El Papa Francisco, en el tradicional Ángelus desde la Plaza San Pedro recordó que “la verdadera justicia de Dios es la misericordia que salva”. Estas palabras las mencionó con ocasión de la celebración de la fiesta del Bautismo del Señor. El Papa indica que, el Evangelio nos presenta una escena asombrosa: es la primera vez que Jesús aparece en público después de su vida oculta en Nazaret; llega a la orilla del Jordán para ser bautizado por Juan (Mt 3,13-17). “Era un rito con el que la gente se arrepentía y se comprometía a convertirse; un himno litúrgico dice que el pueblo iba a ser bautizado alma desnuda y descalza – alma abierta, desnuda, sin cubrir nada – es decir, con humildad con un corazón transparente. Pero, al ver a Jesús mezclándose con los pecadores, uno se asombra y se pregunta: ¿por qué Jesús hizo esta elección? Él, que es el Santo de Dios, el Hijo de Dios sin pecado, ¿por qué hizo esa elección? La respuesta la encontramos en las palabras que Jesús dirige a Juan: “Déjalo por ahora, porque es mejor que cumplamos toda justicia” (v. 15). Cumplir con toda justicia: ¿Qué significa?
Al ser bautizado, Jesús nos revela la justicia de Dios, esa justicia que Él vino a traer al mundo. Muchas veces tenemos una idea estrecha de la justicia y pensamos que significa: quien se equivoca paga y así satisface el mal que ha hecho. Pero la justicia de Dios, como enseña la Escritura, es mucho mayor: su fin no es la condenación del culpable, sino su salvación, su renacimiento, haciéndolo justo: de injusto a justo. Es una justicia que nace del amor, de esa profundidad de compasión y misericordia que es el corazón mismo de Dios Padre que se conmueve cuando somos oprimidos por el mal y caemos bajo el peso de los pecados y debilidades. La justicia de Dios, por tanto, no quiere repartir penas y castigos sino que, como afirma el apóstol Pablo, consiste en hacernos sus hijos justos (cf. Rm 3, 22-31), librarnos de las asechanzas del mal, sanarnos, hacernos nosotros arriba de nuevo. El Señor no siempre está listo para castigarnos, está con su mano extendida para ayudarnos a levantarnos. Y entonces comprendemos que, a orillas del Jordán, Jesús nos revela el sentido de su misión: vino a cumplir la justicia divina, que es salvar a los pecadores; vino a tomar el pecado del mundo sobre sus hombros y descender a las aguas del abismo, de la muerte, para recuperarnos y no dejar que nos ahoguemos. Nos muestra hoy que la verdadera justicia de Dios es la misericordia que salva. Tenemos miedo de pensar que Dios es misericordia, pero Dios es misericordia, porque su justicia es precisamente la misericordia que salva, es el amor que comparte nuestra condición humana, se acerca, se solidariza con nuestro dolor, entra en nuestras tinieblas para llevar retrocede la luz.
Benedicto XVI afirmó que «Dios ha querido salvarnos yendo él mismo al fondo del abismo de la muerte, para que todo hombre, incluso el que ha caído tan bajo que ya no ve el cielo, encuentre la mano de Dios a la que agarrarse». y resucite de las tinieblas para ver de nuevo la luz para la que fue creado» (Homilía, 13 de enero de 2008).

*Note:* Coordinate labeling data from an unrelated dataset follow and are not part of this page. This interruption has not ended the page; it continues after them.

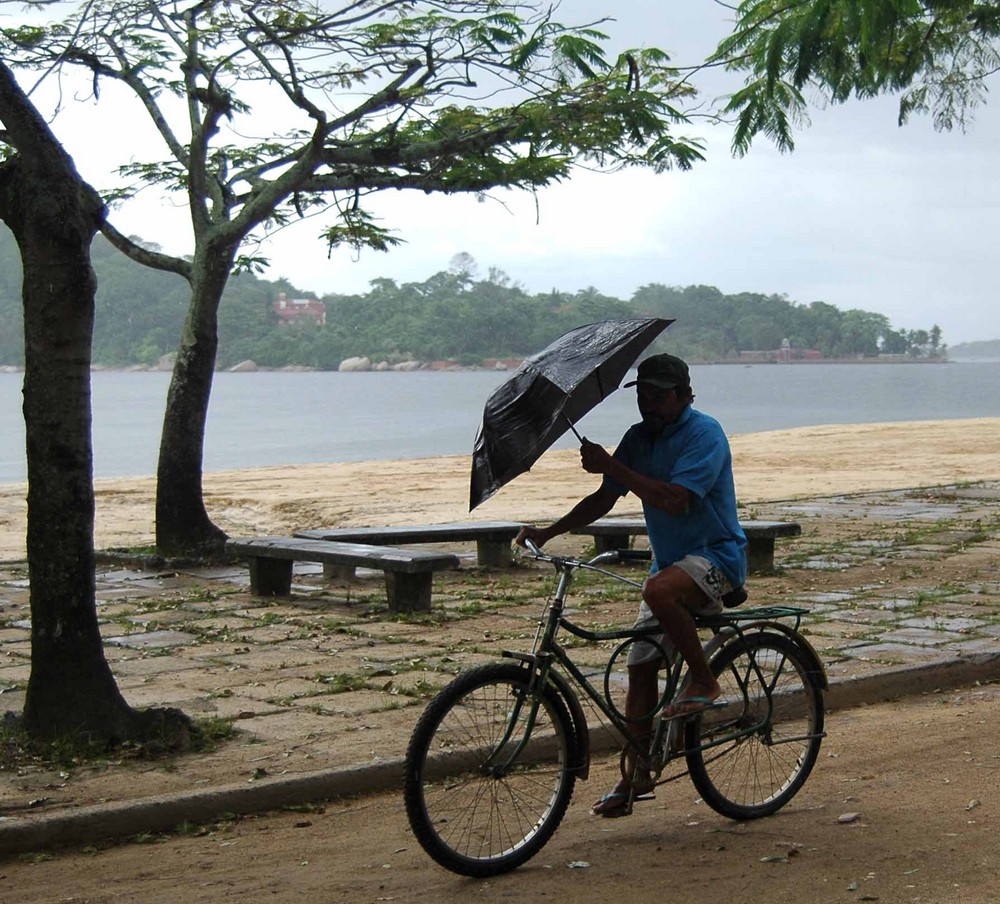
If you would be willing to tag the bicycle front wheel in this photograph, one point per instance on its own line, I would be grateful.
(477, 803)
(749, 754)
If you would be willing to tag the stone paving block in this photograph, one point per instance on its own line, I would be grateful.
(140, 666)
(830, 597)
(942, 623)
(899, 652)
(976, 646)
(864, 616)
(921, 637)
(891, 605)
(150, 639)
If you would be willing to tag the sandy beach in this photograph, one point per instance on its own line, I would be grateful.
(781, 464)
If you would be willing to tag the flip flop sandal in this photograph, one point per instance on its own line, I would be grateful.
(613, 805)
(700, 704)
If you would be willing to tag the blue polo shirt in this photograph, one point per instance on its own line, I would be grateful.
(693, 453)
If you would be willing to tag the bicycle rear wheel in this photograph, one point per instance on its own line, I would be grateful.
(749, 755)
(471, 808)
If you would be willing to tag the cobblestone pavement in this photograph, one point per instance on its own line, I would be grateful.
(901, 588)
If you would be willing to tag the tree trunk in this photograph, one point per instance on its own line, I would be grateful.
(54, 217)
(182, 523)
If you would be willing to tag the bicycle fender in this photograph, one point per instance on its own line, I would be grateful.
(808, 651)
(581, 753)
(581, 756)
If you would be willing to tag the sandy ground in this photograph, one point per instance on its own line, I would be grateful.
(782, 464)
(902, 806)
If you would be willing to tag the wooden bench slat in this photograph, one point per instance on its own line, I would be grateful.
(608, 533)
(407, 572)
(493, 538)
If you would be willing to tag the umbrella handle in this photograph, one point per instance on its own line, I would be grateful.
(571, 427)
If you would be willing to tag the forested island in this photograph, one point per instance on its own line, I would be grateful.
(453, 316)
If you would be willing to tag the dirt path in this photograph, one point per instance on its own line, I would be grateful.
(923, 777)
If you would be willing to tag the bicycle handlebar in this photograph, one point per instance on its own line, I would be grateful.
(609, 557)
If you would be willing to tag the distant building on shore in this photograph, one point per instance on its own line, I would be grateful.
(299, 310)
(782, 355)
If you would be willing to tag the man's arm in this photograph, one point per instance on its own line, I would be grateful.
(670, 497)
(587, 510)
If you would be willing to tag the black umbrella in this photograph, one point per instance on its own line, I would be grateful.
(549, 393)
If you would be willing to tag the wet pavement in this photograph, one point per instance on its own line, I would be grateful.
(323, 688)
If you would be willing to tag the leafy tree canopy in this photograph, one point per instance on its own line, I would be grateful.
(936, 55)
(438, 95)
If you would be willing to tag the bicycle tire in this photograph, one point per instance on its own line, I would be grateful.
(471, 818)
(776, 714)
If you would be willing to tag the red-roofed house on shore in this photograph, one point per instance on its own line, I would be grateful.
(297, 310)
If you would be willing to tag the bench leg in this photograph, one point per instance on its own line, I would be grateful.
(333, 572)
(760, 556)
(608, 542)
(408, 592)
(493, 554)
(270, 577)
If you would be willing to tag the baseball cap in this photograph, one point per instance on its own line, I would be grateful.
(664, 371)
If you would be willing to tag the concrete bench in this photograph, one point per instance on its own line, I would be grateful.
(616, 533)
(408, 572)
(493, 538)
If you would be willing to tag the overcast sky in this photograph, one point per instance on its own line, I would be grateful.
(863, 214)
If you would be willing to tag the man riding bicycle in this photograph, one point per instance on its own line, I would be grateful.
(678, 462)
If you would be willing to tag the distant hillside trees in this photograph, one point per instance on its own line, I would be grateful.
(449, 316)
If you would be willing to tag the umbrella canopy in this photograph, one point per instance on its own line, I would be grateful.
(549, 393)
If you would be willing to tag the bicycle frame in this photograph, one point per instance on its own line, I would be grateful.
(547, 653)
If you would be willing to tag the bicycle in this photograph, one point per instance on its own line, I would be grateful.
(492, 762)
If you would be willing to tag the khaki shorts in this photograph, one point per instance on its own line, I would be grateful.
(712, 582)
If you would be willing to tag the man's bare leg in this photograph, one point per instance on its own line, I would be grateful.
(668, 593)
(641, 697)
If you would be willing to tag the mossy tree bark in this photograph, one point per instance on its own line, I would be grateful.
(54, 216)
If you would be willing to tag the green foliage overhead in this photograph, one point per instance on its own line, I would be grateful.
(274, 109)
(936, 55)
(449, 316)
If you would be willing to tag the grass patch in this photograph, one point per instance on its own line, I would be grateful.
(18, 750)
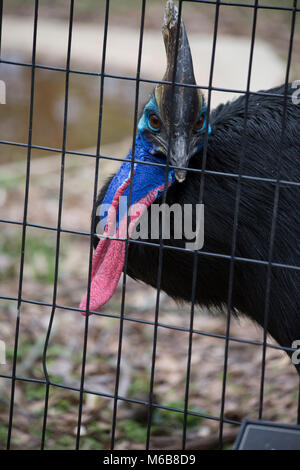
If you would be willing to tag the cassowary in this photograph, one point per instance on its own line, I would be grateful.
(172, 128)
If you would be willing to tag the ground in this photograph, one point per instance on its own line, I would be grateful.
(64, 353)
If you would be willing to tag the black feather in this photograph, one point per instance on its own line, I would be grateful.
(225, 149)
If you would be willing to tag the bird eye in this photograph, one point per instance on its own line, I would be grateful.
(200, 124)
(154, 122)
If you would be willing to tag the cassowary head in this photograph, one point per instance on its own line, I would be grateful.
(174, 119)
(171, 127)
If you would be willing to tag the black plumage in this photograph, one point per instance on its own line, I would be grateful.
(265, 153)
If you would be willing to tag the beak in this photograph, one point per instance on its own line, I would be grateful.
(179, 105)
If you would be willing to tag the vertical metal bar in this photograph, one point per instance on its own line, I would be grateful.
(235, 224)
(161, 244)
(22, 258)
(275, 210)
(119, 355)
(201, 197)
(97, 162)
(189, 358)
(58, 232)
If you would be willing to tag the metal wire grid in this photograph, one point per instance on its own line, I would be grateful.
(255, 6)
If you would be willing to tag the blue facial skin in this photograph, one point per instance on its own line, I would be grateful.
(144, 125)
(150, 108)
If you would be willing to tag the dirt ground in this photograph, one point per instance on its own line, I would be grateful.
(64, 355)
(65, 349)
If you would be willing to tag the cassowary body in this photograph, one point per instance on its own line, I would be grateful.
(224, 152)
(173, 125)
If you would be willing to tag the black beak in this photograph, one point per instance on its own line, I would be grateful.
(179, 105)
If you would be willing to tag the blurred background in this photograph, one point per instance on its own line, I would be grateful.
(66, 341)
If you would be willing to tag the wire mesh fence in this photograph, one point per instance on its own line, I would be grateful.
(150, 402)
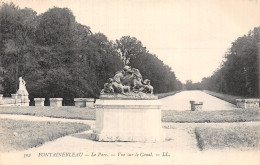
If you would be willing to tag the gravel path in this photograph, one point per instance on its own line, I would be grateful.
(181, 101)
(180, 146)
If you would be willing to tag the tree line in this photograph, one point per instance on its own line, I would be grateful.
(59, 57)
(239, 71)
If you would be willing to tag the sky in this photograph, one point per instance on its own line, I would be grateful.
(191, 36)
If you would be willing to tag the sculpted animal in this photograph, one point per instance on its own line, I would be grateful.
(126, 80)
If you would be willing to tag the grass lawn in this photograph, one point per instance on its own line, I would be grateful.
(162, 95)
(69, 112)
(229, 98)
(72, 112)
(21, 135)
(238, 137)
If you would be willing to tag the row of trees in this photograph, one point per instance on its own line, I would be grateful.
(58, 57)
(239, 71)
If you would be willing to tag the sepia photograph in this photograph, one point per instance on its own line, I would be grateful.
(167, 82)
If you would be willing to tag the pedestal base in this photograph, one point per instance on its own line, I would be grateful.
(129, 120)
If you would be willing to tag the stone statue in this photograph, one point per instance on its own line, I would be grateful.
(127, 82)
(22, 88)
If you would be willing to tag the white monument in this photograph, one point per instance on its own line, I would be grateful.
(23, 93)
(127, 110)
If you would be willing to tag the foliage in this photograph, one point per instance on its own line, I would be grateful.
(58, 57)
(239, 71)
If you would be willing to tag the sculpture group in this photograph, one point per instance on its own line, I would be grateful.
(127, 81)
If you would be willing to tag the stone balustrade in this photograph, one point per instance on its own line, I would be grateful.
(90, 102)
(84, 102)
(196, 105)
(39, 101)
(247, 103)
(80, 102)
(56, 102)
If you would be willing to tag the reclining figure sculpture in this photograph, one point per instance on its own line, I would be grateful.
(128, 81)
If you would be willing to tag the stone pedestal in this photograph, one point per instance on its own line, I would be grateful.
(128, 120)
(80, 102)
(247, 103)
(14, 96)
(196, 105)
(56, 102)
(24, 99)
(90, 102)
(39, 101)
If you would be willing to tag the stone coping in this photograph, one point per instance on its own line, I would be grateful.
(84, 99)
(39, 99)
(248, 100)
(56, 99)
(196, 102)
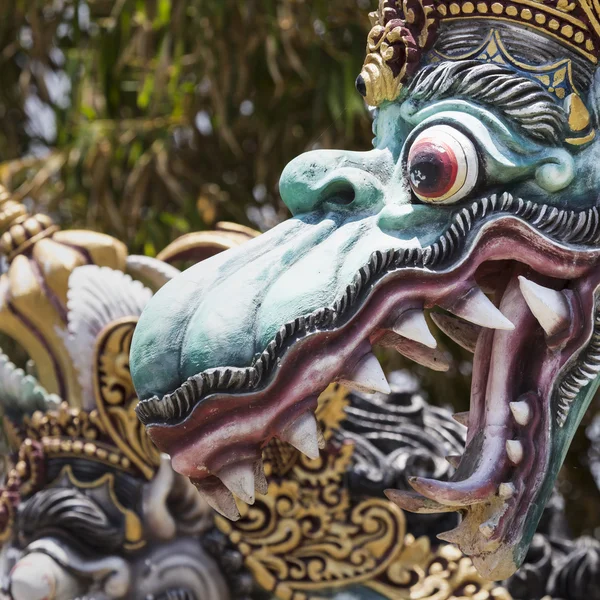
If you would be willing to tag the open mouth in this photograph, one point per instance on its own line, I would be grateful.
(521, 300)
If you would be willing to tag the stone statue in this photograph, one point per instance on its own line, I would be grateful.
(90, 510)
(478, 204)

Hermanos y hermanas, tenemos miedo de pensar en una justicia tan misericordiosa. Sigamos adelante: Dios es misericordia. Su justicia es misericordiosa. Dejémonos llevar de la mano por Él. También nosotros, discípulos de Jesús, estamos llamados a ejercer así la justicia, en las relaciones con los demás, en la Iglesia, en la sociedad: no con la dureza de quien juzga y condenar dividiendo a las personas en buenos y malos, pero con la misericordia de quien acoge compartir las heridas y fragilidades de los hermanos y hermanas, para resucitarlos. Me gustaría decirlo así: no dividiendo, sino compartiendo. No dividas, sino comparte. Hagamos como Jesús: compartamos, llevemos las cargas los unos de los otros en vez de charlar y destruir, mirémonos con compasión, ayudémonos. Preguntémonos: ¿soy una persona que divide o comparte? Pensemos un poco: ¿soy un discípulo del amor de Jesús o un discípulo del chismorreo que divide? El chisme es un arma letal: mata, mata el amor, mata la sociedad, mata la fraternidad. Preguntémonos: ¿soy una persona que divide o una persona que comparte?
Y ahora oremos a Nuestra Señora, que dio a luz a Jesús, sumergiéndolo en nuestra fragilidad para que volviéramos a tener vida.